The board was of six members for a period in 2016, and there was talk at that point by the chair of possibly removing Superintendent Nikolai Vitti.

Bowman was not in attendance at the committee meeting, which left the bill exposed to questions as to whether or not the school board favored the bill.

Councilman Bill Gulliford wanted a “sense of the school board before we proceed.”

Councilwoman Joyce Morgan affirmed, after calling the school board chair, the board is in favor of the measure.

Bowman told us the board was for the measure.

Rules will be the second and final committee to mull this measure, and that will happen on Wednesday.

Katrina Brown’s family business finally pays 2015 property taxes

CoWealth, the family business of Jacksonville City Councilwoman Katrina Brown, closed out 2016 by paying its delinquent 2015 property taxes.

JoAnn Brown, the Councilwoman’s mother, paid the balance of $22,515.69 in full on Dec. 30.

CoWealth was raided in December, in a multi-jurisdictional effort that included the FBI, the IRS, HUD, the Small Business Administration and the Jacksonville Sheriff’s Office.

CoWealth, the parent company of Jerome Brown BBQ, faced a hard deadline of Dec. 31 regarding a city disbursement of $640,000 in loans and grants for job creation that never materialized.

We are reaching out to the City of Jacksonville to see the status of that; however, at least one of the issues related to the family’s barbeque sauce plant has been resolved.

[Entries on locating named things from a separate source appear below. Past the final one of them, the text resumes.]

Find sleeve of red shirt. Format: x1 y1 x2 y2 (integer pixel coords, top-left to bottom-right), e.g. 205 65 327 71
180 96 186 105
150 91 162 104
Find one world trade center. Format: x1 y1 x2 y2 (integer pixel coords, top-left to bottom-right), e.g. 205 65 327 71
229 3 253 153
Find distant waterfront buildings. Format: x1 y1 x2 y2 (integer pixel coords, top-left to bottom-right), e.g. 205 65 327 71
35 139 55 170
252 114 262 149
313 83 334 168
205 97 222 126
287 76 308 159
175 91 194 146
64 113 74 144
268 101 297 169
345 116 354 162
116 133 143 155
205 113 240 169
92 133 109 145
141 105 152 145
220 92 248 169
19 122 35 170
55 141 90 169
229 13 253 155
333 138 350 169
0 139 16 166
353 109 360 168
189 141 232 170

Left to be resolved: payment on the city loan for November and December.

If these issues are resolved to the city’s satisfaction, the terms of the deal between the city and the councilwoman’s company could be adjusted.

That would require council approval.

Councilwoman Brown, a member of the Finance Committee, would likely have to recuse herself from those discussions.

This isn’t the first dalliance with property tax delinquency from the Brown family.

During the 2015 campaign, delinquent property taxes became an issue also, spotlighted in local print reporting and in a debate between Brown and her campaign opponent before Brown paid up.